王安石嘿然叹道:“的确,也只有一个解释。”

“石越在杭州两年治绩,很博得商人好感。如今杭州蔚然成为江东大镇,夷商往往宁可多历风浪,也愿意在杭州靠岸,市舶务的岁入更成为主要财政收入。石越是唐家的保护人,也是众所周知的——贫僧以为,这《海事商报》是与石越进行呼应的,石越推行的第一项政策,三大报虽都是正面评价,但如《汴京新闻》,总是少不了左一个建议,右一个建议,若千里之外,能得到来自‘民间’的认可与全力支持,无疑会增加石越的威信。这样,在改官制后,只要石越愿意,他也能够有更多的理由占据一个更高的位置……”

王安石正要答话,忽然背后一个声音笑道:“大师说的,只怕却是错了。”

二人齐齐吃了一惊,转过身来望去,却见一个二三十岁的男子,站在身后七八步远的地方,笑吟吟的望着二人。王安石倒也罢了,智缘却是文武兼修的和尚,听觉一向敏锐,有人站在自己身后如此之近,他居然不知,这一惊却是非同小可。

那人见到王安石,立时拜倒,爽声道:“晚辈程栩,拜见王相公。”

王安石诧怪道:“你是何人?怎么认得我?”

程栩笑道:“晚辈是孙少述先生的弟子,西湖学院延请孙先生往学院讲学,故一向在杭州读书,是以相公不识。”他口中的孙少述,名叫孙侔,当年与王安石、曾巩交好,名倾一时。年轻时也求过功名,不料累举不第,后来母亲死后,自誓终身不仕,隐居在江、淮间,名声极大。王安石却没有想到他被请进了西湖学院,听说程栩是孙侔的学生,不免笑道:“令师一向可好?”

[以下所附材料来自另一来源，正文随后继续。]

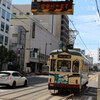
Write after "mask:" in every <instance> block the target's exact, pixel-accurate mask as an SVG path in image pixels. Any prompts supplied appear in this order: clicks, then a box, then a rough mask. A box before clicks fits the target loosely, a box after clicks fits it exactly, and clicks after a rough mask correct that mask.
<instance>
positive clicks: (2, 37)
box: [0, 35, 3, 44]
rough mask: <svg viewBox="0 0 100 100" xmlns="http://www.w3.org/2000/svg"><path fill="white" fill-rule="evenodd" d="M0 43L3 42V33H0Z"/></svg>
mask: <svg viewBox="0 0 100 100" xmlns="http://www.w3.org/2000/svg"><path fill="white" fill-rule="evenodd" d="M0 44H3V35H0Z"/></svg>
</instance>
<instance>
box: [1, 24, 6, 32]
mask: <svg viewBox="0 0 100 100" xmlns="http://www.w3.org/2000/svg"><path fill="white" fill-rule="evenodd" d="M4 27H5V24H4V22H1V31H4Z"/></svg>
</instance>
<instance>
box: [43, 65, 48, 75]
mask: <svg viewBox="0 0 100 100" xmlns="http://www.w3.org/2000/svg"><path fill="white" fill-rule="evenodd" d="M48 73H49V66H47V65H43V66H42V74H47V75H48Z"/></svg>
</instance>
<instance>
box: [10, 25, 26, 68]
mask: <svg viewBox="0 0 100 100" xmlns="http://www.w3.org/2000/svg"><path fill="white" fill-rule="evenodd" d="M26 32H27V31H26V29H25V28H24V27H23V26H17V25H16V26H10V36H9V49H10V50H13V51H15V52H16V54H17V59H16V61H15V62H16V64H17V65H20V69H23V68H24V60H25V46H26V44H25V43H26Z"/></svg>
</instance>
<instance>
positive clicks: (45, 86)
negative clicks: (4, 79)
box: [0, 83, 93, 100]
mask: <svg viewBox="0 0 100 100" xmlns="http://www.w3.org/2000/svg"><path fill="white" fill-rule="evenodd" d="M89 89H90V90H91V88H88V90H89ZM86 90H87V89H86ZM88 92H89V91H88ZM88 92H86V93H88ZM90 92H91V91H90ZM67 95H68V93H65V94H64V95H62V94H56V95H51V93H50V91H49V90H48V83H42V84H36V85H33V86H29V87H17V88H15V89H5V88H4V89H3V88H0V100H65V98H66V96H67ZM74 100H93V99H92V97H91V96H90V97H89V96H85V93H84V95H83V96H82V95H81V94H79V95H77V96H74Z"/></svg>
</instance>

“家师身体甚好。因晚辈家在金陵,此次回乡探亲,家师记念相公,特托晚辈带书信问候相公万福。本欲亲自送往尊府,却不料在此处邂逅。”程栩一面说一面递过一封信来。王安石接过来草草看了,却无非是问候平安之意。

智缘打量程栩一眼,道:“施主如何认得这便是王相公?”

程栩笑道:“晚辈岂止知道王相公,还知道大士是大相国寺方丈智缘大师。”他生性敏悟,自幼兼习文武,机缘凑巧听到王安石与智缘的对话,兼之平素也听说过二人的事迹,又岂能猜不出来?这时候却不过是故弄玄虚而已。

王安石于小节处却不甚注意,伸手扶起程栩,笑道:“想是尊师和你说过我的相貌,也不足为奇。贤侄说家在金陵,敢问令尊是?”

程栩忙欠身答道:“晚辈草字近谦,排列第三,相公唤晚辈三郎便是。家父名讳程望,本是庆历间进士,现已致仕,便住在城东。”

王安石也是庆历间的进士,却不认得程望此人,想来不过汲汲无闻之辈,当下也不再多问,笑道:“贤侄方才说大师猜错了,却是为何?”

程栩笑道:“晚辈放肆了,不过据晚辈所知,这《海事商报》其实与石学士无干,乃是提举市舶务蔡京蔡元长大人,与敝院山长李先生,召集了十八家大商号,一同商议决策的。”王安石与智缘对望一眼,心中不约而同的想道:“蔡京不就是石越的爱将么?”他们哪里便肯相信,这件事情石越的确没有参预。

程栩显得甚是豪爽健谈,又笑道:“自兴学校诏颁布以来,仅以两浙路而言,学校如雨后春笋般冒出,富民以为建学校既可博名又可抵税,无不乐从。此官民两便之事,石学士此举,颇得民心。又何必画蛇添足?不过蔡大人之所以要创办《海事商报》,传说中倒是另有隐情。”王安石与智缘见他如此交浅言深,不免心中好笑,一面却又忍不住好奇之心,不由问道:“又有何隐情?”

程栩却不过是说些市井传闻之意,更不以为意,他生性洒脱,也不在乎王安石对自己的观感,因此肆无忌惮的笑道:“相公自是知道朝廷明颁诏令要改革官制。杭州便有传言,说新官制其实已定,而六部九寺中,太府寺将负责商税与市舶等事务,蔡大人猜到朝廷以后必定会重视吏才,他这时干出治绩来,无非是想入太府寺,以为升迁之道而已。两浙路上则呼应朝廷新政,下则吸引商贾拓展税收,一时之间朝野称誉,号称大治,这中间又岂能少得了蔡大人的功劳?”